Split Relationships

This feature is in the alpha tier. For more information on feature tiers, see API Tiers.

Introduction

The Split relationships algorithm is a utility algorithm that is used to pre-process a graph for model training. It splits the relationships into a holdout set and a remaining set. The holdout set is divided into two classes: positive, i.e., existing relationships, and negative, i.e., non-existing relationships. The class is indicated by a label property on the relationships. This enables the holdout set to be used for training or testing a machine learning model. Both, the holdout and the remaining relationships are added to the projected graph.

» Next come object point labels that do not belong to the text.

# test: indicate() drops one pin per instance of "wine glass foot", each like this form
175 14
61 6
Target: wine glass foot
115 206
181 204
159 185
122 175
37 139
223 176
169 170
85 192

If the configuration option relationshipWeightProperty is specified, then the corresponding relationship property is preserved on the remaining set of relationships. Note however that the holdout set only has the label property; it is not possible to induce relationship weights on the holdout set as it also contains negative samples.

Syntax

This section covers the syntax used to execute the Split Relationships algorithm in each of its execution modes. We are describing the named graph variant of the syntax. To learn more about general syntax variants, see Syntax overview.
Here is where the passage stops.